Sauti Sacco members have been challenged to intensify membership recruitment drives to restore the vibrancy and glory of the half-century-old society patronized by media practitioners in the country dating back to the early 70s.
Nairobi Sub County Cooperatives Officer Rosaline Mwithiga asked delegates to embark on serious recruitment campaigns to bridge the shrinking numbers of active members by introducing attractive products aligned to the needs of loan applicants.
She told the Sauti Sacco annual delegates meeting at a Nairobi hotel that the society must set achievable targets for delegates to woo new active members into the fold, saying the increasing numbers of dormant and retired members were a concern for the future of the SACCO.
Mwithiga attributed the dwindling numbers of active members to low loan uptake and deposit; thus, the need to deliberately revamp and strategically market the 53-year-old SACCO to youthful members for posterity.
“The loan uptake went down in 2026 from 132 in 2025 to 124 while members’ deposits declined from 187 million to 181 million shillings during the same period,’ she said.
Mwithiga highlighted the ongoing reforms in the cooperative movement, terming them critical in streamlining good governance to enhance and tighten accountability issues in the corporate sector.
The Co-operative Bill 2025 has gone through the Parliament and also the Senate, and now it’s at the mediation stage, and we are hoping that very soon it will be able to come out as a law, so that we can be able now to enforce it as a government,” she said
She further stressed that the Sacco Societies Regulatory Authority (SASRA) was mandated to forestall standards by strengthening financial stability to offer some insurance to members and protect their savings
“The SASRA, through the reforms, now requires that audited accounts of SACCOs be signed by not only the board but also the management contrary to the earlier practice where only board members had the final say,” she said.
Mwithiga also underscored the need for auditing of systems to authenticate their performance and transparency of transactions, adding that other reforms, including the inclusion of a QD code on audit reports, were key to establishing the registration status of the auditor.
The cooperative officer reiterated that key among other reforms in the pipeline is the establishment of the Deposit Guarantee Funds to cushion members’ savings from unforeseen losses, adding that the draft review law is pending in the Senate.

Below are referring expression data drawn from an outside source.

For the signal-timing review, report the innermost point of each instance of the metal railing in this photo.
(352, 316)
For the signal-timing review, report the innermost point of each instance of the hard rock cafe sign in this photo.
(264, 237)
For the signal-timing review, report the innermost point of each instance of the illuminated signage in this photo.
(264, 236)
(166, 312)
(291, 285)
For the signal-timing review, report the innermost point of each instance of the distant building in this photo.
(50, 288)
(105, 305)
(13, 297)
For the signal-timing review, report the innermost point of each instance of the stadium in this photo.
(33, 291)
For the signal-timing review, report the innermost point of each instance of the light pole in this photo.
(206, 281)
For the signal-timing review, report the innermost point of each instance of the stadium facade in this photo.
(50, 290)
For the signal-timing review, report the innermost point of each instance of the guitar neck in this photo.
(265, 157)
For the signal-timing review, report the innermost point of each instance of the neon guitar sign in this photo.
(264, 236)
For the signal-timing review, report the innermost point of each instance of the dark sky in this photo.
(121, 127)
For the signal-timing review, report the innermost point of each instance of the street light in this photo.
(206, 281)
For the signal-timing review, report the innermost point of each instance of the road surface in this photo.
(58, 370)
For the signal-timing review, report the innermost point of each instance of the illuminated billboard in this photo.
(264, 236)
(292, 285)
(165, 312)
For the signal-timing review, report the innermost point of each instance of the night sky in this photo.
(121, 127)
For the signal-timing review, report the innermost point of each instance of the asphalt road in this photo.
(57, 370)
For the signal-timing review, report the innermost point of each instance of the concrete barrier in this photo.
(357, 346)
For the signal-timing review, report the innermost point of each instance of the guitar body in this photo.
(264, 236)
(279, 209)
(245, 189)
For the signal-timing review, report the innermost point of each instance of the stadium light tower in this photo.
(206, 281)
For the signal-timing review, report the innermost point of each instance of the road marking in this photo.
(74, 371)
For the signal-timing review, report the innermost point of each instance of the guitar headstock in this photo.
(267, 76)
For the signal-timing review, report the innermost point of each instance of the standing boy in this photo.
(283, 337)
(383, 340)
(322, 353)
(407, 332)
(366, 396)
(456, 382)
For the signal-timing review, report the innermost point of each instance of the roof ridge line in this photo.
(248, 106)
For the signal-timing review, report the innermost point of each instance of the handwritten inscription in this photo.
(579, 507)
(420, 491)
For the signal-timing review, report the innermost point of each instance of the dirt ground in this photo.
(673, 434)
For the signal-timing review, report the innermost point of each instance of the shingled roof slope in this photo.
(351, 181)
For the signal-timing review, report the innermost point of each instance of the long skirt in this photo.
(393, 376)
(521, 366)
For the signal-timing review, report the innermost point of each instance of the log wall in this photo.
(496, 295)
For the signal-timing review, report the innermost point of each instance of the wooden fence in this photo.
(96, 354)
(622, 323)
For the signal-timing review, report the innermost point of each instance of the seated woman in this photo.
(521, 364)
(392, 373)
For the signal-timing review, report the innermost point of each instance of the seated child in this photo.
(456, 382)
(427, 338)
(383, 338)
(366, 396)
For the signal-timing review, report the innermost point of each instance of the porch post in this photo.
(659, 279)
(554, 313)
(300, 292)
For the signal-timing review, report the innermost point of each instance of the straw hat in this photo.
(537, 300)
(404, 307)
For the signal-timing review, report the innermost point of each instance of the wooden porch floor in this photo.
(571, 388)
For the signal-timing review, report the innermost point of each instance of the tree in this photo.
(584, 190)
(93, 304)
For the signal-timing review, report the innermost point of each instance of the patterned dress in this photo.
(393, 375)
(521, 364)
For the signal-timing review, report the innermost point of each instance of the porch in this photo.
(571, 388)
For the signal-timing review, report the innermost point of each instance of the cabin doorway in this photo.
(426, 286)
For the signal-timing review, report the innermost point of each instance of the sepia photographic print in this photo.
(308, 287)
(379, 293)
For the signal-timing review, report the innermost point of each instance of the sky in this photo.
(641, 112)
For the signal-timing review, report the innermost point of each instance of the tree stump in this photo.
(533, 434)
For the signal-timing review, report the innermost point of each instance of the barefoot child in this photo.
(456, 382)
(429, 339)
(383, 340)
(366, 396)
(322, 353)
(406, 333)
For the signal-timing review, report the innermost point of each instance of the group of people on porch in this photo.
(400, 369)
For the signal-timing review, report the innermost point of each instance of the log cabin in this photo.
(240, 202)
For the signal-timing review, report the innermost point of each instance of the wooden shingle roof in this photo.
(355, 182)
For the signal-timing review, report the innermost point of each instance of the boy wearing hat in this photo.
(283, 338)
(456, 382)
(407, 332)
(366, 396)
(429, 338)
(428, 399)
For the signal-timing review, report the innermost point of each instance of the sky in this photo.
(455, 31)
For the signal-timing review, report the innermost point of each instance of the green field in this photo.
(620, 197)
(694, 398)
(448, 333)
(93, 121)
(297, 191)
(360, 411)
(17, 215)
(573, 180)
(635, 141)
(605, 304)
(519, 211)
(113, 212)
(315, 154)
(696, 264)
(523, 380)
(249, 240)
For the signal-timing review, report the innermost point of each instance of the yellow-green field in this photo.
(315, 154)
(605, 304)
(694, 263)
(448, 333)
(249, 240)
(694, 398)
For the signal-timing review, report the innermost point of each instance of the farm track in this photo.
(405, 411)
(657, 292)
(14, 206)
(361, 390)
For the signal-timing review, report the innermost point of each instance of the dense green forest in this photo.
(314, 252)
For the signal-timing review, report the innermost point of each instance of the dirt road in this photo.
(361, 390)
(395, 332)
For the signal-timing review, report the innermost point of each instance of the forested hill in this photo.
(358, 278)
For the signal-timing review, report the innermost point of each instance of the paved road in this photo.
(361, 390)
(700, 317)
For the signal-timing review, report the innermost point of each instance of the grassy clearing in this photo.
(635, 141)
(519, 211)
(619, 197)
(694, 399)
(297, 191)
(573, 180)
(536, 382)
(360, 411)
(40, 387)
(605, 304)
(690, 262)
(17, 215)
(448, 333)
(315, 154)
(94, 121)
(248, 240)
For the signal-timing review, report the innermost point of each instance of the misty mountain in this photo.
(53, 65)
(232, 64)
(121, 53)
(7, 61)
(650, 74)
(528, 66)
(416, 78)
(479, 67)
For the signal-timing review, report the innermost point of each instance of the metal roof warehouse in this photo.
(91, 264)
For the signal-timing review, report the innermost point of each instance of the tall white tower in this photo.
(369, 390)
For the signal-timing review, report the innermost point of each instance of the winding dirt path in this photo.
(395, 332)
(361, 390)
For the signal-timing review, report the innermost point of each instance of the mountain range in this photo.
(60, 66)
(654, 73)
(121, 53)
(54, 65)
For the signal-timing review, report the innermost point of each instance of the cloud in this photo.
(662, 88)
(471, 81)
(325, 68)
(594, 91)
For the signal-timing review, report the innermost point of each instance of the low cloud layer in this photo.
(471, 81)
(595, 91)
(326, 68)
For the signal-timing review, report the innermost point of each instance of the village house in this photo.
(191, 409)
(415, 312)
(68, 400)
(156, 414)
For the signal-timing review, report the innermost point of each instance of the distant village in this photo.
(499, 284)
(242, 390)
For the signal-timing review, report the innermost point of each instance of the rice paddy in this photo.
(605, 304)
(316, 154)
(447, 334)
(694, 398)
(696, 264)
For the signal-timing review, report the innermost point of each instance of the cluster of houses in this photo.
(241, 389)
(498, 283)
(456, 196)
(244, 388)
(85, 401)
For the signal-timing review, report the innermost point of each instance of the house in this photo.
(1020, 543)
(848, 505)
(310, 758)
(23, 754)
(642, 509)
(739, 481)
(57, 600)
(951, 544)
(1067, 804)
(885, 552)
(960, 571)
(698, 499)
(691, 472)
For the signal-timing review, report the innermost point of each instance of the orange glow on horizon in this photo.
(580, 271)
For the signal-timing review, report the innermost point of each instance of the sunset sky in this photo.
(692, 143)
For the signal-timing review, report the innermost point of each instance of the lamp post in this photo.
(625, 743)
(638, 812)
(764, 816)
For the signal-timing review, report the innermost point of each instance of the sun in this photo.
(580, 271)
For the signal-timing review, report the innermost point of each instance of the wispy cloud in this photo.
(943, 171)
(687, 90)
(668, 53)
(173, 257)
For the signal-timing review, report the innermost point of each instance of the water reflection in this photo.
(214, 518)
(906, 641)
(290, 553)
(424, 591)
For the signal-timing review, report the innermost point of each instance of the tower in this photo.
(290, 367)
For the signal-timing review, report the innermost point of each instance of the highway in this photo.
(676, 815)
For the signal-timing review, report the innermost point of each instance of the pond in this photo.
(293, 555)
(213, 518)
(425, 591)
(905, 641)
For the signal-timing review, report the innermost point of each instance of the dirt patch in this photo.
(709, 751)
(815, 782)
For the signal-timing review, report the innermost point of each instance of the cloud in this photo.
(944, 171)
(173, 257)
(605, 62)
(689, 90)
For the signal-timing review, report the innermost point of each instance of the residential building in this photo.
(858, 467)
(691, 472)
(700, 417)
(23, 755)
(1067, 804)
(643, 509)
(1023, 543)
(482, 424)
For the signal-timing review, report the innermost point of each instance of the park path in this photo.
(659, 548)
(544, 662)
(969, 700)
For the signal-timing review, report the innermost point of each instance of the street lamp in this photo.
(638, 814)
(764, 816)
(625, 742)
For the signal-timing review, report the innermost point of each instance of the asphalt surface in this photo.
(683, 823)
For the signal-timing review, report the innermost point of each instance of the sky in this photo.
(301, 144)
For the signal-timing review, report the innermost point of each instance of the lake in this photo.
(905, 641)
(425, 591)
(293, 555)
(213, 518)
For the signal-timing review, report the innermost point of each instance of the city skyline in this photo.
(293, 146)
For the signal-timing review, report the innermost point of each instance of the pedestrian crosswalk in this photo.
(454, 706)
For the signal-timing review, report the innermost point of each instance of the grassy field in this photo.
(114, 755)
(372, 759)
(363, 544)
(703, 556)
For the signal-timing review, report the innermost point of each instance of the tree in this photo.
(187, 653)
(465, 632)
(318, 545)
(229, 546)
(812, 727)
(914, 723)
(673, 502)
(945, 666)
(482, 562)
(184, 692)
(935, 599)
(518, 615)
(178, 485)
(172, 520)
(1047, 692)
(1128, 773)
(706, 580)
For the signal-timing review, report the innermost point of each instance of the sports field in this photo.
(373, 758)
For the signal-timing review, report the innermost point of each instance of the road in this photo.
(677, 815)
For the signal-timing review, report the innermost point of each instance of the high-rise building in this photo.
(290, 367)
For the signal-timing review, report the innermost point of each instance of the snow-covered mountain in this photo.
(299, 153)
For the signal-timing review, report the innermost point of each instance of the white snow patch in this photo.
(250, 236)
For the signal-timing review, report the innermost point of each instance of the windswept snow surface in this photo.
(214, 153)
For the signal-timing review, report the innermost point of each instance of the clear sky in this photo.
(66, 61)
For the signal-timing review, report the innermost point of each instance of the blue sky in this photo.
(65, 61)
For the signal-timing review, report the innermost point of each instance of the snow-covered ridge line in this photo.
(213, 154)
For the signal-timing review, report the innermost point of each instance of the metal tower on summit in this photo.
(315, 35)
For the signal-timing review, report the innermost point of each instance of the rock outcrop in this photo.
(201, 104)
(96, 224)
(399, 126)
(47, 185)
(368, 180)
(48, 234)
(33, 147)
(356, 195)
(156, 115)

Sauti Sacco Chairman Elly Ndwiga expressed optimism that the society was headed in the right direction, saying dividends had gone up this year by 1 percent from 6 to 7 percent on deposits while shares remained at 10 percent.
“This year we are paying dividends, and we are declaring a dividend of 10 percent and an interest on deposits of seven percent, which is quite impressive considering the business we are doing right now and when we have members not taking as much loan because this is the core business of lending to members,” he said.
He assured delegates that the society had embarked on a major restructuring exercise to ensure that more members were brought into the fold towards the realization of the envisaged 10 percent dividend on deposit in subsequent years.
Ndwiga, however, said the board had instituted reforms and targets to curb the worrying trend of low loan uptake through the implementation of a strategic plan that included the introduction of new products and expanding the loan repayment period with loan top-up offers.
Others, he said, included the inception of digital platforms such as mobile banking and expansion of guarantees to include collaterals and other related properties as security.
The chair said the opening of the SACCO’s common bond rule had seen the society widen her scope of recruitment of fresh members from the informal sector, whose membership fraction currently stands at thirty percent.